I have this very simple upload method to upload a file to a one-node hdp2.5 cluster:
Configuration conf = new Configuration();
FileSystem fs = FileSystem.get(new URI("webhdfs://hdsfhost:50070", conf);
fs.copyFromLocalFile(false, true, new Path(localFilePath), new Path(hdfsPath));
Tracing what happens the flow starts correctly:
- connect to hdfshost:50070,
- check if file already exists (no),
- connect to datanode.
That is where it fails: the datanode is found to be localhost:50075 instead of hdfshost:50075, resulting in a "java.net.ConnectException: Connection refused".
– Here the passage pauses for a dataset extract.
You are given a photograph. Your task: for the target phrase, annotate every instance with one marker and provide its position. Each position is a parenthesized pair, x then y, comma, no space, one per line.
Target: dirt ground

I have the following relevant settings on hdp:
- dfs.client.use.datanode.hostname => true
- dfs.datanode.http.address => 0.0.0.0:50075
- dfs.namenode.http-address => 0.0.0.0:50070
I could not find any reason why localhost is used instead of hdfshost (and there is no override in /etc/hosts, neither on the local machine neither on the cluster). Any help would be very appreciated.
You need to change your configuration of the http-address to your local IP address instead of 0.0.0.0. 0.0.0.0 gets resolved to localhost and will then be used by
dfs.client.use.datanode.hostname => true
while your local IP address will be resolved to the DNS name and then be used by hostname again.Since it works I will post this as an answer, thus I don't know if my reasoning for the solution is correct. If anybody knows the exact reason please add it as a comment or edit my answer.